This morning listening to the NPR (National Public Radio) I caught an interview that the Morning Edition host did with an American venture capitalist Bill Frezza. The conversation centered around job creation and the age-old debate that rages regularly between liberals and conservatives on whether or not taxing the rich affects job creation in a negative way.
What struck me was not the tax question, but rather the view that Bill Frezza held on jobs and on how jobs are actually not beneficial to business. Jobs is an expense, he said, and creating jobs isn’t the goal of any business. The goal of a business is making money for the owner and the shareholders as well as satisfying customer demand. In other words, business owners aren’t supposed to be concerned about the American economy and the state of the country in particular – but simply about how much money they’ll make and how much profit they’ll take in.
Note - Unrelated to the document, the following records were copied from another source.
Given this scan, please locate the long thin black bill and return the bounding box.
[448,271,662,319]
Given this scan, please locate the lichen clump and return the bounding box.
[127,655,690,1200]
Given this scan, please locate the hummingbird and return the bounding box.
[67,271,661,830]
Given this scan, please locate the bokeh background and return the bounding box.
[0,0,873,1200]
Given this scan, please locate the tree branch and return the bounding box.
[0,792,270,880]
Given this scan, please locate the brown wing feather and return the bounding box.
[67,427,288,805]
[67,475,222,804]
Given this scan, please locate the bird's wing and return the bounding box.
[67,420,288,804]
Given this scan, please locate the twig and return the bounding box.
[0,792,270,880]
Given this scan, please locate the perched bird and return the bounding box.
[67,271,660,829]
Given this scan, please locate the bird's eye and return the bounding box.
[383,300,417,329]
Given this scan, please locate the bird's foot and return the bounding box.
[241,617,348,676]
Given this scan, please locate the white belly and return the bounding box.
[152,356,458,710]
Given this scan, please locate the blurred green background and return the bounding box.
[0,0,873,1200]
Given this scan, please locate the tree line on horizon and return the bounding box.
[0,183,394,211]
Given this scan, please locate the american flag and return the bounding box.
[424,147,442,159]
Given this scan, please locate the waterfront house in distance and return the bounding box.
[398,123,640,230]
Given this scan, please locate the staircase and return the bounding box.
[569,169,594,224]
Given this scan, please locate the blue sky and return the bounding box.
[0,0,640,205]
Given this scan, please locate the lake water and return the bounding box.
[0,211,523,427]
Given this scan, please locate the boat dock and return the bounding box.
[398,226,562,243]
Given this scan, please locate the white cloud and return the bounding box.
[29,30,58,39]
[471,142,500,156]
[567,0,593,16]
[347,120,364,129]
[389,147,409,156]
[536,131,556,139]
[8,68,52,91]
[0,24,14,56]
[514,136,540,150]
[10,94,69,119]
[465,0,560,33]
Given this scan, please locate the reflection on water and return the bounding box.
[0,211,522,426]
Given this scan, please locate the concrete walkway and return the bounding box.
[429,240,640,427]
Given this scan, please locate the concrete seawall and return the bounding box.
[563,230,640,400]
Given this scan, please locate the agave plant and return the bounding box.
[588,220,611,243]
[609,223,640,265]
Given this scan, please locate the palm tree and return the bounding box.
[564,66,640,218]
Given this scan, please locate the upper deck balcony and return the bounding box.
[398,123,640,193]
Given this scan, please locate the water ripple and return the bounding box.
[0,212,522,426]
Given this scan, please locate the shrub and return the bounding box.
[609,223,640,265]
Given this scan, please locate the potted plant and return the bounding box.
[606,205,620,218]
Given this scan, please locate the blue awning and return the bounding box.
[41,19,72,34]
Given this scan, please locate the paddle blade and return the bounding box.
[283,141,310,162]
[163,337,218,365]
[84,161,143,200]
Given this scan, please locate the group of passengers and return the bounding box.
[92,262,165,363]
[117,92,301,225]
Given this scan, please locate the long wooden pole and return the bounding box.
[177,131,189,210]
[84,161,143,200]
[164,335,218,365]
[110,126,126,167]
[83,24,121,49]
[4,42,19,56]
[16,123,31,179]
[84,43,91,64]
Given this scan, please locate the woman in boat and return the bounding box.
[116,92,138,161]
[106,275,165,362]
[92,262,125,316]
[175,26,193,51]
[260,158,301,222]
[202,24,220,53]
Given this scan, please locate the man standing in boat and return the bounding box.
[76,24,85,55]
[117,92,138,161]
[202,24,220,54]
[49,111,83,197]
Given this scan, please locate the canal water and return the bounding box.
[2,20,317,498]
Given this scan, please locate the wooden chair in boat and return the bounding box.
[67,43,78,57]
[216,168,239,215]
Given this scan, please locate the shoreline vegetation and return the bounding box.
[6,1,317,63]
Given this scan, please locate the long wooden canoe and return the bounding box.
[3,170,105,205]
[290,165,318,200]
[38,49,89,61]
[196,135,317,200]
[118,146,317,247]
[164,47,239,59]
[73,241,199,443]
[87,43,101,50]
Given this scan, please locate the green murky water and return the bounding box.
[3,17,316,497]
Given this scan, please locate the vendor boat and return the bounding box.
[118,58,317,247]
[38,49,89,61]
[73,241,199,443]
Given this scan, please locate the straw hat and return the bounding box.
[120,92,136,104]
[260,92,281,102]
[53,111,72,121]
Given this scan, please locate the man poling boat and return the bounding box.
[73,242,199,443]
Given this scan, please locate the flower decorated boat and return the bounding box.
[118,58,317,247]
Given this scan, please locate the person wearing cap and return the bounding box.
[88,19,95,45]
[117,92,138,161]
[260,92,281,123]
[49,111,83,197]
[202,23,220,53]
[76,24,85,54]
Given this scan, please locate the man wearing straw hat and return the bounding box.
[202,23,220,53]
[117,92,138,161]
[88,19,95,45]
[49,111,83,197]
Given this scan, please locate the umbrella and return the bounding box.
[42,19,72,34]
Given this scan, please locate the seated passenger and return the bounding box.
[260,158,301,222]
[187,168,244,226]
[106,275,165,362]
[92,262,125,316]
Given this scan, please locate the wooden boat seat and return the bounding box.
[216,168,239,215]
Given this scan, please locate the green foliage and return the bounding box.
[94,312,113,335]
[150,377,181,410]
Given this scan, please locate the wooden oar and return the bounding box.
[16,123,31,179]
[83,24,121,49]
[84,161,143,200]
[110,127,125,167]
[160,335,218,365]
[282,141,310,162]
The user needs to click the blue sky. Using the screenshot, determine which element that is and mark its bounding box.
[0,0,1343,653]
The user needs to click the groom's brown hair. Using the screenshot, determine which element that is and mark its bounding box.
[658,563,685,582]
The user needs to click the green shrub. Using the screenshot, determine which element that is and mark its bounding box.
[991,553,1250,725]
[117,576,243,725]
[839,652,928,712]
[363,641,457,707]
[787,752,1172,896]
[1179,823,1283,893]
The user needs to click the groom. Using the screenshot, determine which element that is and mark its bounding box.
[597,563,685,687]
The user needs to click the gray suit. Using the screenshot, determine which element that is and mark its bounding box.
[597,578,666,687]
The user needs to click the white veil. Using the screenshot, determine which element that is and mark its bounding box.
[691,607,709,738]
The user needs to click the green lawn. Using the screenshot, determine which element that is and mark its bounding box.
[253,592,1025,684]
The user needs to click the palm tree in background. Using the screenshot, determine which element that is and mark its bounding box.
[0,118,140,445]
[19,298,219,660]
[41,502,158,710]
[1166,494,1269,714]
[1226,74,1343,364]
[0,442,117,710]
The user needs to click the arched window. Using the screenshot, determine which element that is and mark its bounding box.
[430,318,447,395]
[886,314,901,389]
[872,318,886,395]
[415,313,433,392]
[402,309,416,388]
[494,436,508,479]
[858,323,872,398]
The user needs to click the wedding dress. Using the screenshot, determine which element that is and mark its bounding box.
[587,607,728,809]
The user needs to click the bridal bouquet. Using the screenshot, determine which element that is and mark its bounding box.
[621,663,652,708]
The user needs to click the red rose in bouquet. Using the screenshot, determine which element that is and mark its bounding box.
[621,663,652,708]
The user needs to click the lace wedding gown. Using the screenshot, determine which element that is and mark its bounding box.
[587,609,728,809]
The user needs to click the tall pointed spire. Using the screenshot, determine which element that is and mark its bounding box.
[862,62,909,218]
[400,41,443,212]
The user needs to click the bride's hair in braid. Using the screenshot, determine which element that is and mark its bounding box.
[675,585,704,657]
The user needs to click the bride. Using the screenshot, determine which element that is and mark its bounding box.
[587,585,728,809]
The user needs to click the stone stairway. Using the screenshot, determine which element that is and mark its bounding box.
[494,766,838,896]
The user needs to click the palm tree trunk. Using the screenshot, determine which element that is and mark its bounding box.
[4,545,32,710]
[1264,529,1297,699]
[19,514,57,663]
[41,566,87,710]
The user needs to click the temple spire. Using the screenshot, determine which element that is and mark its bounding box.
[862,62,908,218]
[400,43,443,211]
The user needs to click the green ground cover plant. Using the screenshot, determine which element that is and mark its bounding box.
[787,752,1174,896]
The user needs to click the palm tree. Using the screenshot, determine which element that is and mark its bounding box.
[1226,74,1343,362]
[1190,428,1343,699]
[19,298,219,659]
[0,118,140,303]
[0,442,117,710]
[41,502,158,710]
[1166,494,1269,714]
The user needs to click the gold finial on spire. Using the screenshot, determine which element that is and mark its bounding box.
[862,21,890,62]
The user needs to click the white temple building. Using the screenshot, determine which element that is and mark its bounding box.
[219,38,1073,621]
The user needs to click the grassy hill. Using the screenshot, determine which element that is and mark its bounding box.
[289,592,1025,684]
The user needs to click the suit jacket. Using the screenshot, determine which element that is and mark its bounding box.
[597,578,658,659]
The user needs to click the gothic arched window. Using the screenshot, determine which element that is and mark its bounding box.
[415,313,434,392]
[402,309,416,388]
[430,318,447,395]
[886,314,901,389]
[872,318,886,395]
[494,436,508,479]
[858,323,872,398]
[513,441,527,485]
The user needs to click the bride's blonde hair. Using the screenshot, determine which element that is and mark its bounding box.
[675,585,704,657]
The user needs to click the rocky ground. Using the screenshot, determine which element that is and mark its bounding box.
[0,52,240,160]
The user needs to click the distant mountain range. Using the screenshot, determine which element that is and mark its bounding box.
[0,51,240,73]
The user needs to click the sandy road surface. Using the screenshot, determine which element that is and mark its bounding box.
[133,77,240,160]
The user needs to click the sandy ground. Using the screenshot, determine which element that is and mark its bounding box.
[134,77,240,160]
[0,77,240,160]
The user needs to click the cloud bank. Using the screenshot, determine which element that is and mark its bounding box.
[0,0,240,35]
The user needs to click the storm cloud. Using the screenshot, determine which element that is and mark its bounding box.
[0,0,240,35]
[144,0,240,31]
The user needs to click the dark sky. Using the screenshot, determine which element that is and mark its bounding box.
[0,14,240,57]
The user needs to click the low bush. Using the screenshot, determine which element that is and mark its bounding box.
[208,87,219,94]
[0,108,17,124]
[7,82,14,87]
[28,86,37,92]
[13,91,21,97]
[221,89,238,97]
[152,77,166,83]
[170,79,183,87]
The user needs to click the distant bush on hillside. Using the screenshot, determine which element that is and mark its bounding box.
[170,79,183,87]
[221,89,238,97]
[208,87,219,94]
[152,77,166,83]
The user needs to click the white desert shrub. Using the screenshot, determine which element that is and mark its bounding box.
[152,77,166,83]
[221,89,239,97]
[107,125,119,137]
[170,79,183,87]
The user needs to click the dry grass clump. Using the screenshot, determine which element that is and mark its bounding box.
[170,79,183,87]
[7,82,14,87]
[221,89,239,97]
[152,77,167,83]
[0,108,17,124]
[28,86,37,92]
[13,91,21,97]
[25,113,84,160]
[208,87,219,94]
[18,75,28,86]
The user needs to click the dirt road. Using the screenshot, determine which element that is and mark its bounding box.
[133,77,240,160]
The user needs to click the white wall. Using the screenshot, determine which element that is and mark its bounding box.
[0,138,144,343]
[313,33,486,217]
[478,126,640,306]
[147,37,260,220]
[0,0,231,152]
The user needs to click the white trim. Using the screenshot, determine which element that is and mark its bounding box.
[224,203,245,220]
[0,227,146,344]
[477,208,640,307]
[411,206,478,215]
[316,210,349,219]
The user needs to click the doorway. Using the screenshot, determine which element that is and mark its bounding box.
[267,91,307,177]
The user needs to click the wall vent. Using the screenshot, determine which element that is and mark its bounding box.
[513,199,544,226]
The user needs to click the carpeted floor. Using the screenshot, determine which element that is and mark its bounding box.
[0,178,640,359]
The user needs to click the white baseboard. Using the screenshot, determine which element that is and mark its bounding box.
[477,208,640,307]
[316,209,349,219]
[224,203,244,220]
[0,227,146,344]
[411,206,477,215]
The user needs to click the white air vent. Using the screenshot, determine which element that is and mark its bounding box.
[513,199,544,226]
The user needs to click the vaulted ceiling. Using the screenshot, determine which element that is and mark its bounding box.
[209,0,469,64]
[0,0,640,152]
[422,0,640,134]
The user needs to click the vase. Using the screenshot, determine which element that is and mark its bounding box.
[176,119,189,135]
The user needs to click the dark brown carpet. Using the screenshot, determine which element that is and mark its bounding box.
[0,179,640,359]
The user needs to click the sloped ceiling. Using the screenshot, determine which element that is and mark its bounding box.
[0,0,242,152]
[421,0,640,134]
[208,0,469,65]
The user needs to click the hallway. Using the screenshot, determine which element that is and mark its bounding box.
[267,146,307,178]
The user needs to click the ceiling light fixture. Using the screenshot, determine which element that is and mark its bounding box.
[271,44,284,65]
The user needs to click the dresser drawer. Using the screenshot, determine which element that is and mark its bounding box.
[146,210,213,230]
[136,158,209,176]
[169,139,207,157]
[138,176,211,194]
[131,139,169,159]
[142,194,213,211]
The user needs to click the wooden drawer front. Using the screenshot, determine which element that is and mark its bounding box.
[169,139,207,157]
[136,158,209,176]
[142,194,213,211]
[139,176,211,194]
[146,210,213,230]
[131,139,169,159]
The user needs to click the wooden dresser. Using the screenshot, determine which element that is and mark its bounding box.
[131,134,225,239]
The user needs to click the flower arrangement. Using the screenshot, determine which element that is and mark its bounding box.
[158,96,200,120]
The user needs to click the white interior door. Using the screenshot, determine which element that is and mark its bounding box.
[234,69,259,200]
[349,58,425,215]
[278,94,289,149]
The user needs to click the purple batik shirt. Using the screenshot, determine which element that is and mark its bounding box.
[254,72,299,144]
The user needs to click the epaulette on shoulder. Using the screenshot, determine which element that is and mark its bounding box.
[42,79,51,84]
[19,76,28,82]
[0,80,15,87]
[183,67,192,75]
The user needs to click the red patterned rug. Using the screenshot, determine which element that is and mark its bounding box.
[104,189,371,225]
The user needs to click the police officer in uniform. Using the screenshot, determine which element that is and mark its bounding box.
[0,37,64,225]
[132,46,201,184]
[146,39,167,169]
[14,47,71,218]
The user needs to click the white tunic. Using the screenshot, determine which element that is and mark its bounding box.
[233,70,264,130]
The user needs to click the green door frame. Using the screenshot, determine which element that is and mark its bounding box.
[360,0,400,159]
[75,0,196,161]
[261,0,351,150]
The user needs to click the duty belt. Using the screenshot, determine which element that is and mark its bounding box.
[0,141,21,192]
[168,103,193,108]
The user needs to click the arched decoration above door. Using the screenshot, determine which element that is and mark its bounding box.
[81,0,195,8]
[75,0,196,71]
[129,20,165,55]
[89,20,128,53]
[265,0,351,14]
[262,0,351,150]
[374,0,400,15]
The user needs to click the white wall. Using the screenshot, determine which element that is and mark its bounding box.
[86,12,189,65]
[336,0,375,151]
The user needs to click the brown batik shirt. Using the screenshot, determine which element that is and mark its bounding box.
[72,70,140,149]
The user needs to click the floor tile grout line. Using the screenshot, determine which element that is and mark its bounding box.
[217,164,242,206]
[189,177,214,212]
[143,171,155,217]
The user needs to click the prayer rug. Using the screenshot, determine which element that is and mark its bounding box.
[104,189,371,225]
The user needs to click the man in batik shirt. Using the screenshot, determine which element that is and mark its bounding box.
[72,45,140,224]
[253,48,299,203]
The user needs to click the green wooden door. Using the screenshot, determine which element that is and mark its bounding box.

Perhaps not quite the view I would relate to, but that’s beside the point. His pragmatic approach seemed very ego-centric, very “as-long-as-I-make-money-nothing-else-matters”, and very … individualistic, if we want to put a culture dimension on it. What about the world, I wanted to ask? What about making sure that your money-making is contributing good to the world and to the society you live in?
It seems that Bill and many like him don’t care very much for that (at least that’s what came through in this interview). And that makes me wonder – do individualistic societies where “I” is a lot more important than “We” create more ego-centrism and more greed? Does the US with its very individualistic orientation lead the world in the number of greedy and I-don’t-give-a-f$#@% individuals?
Has this attitude been exported elsewhere? And how is this export thriving in your country?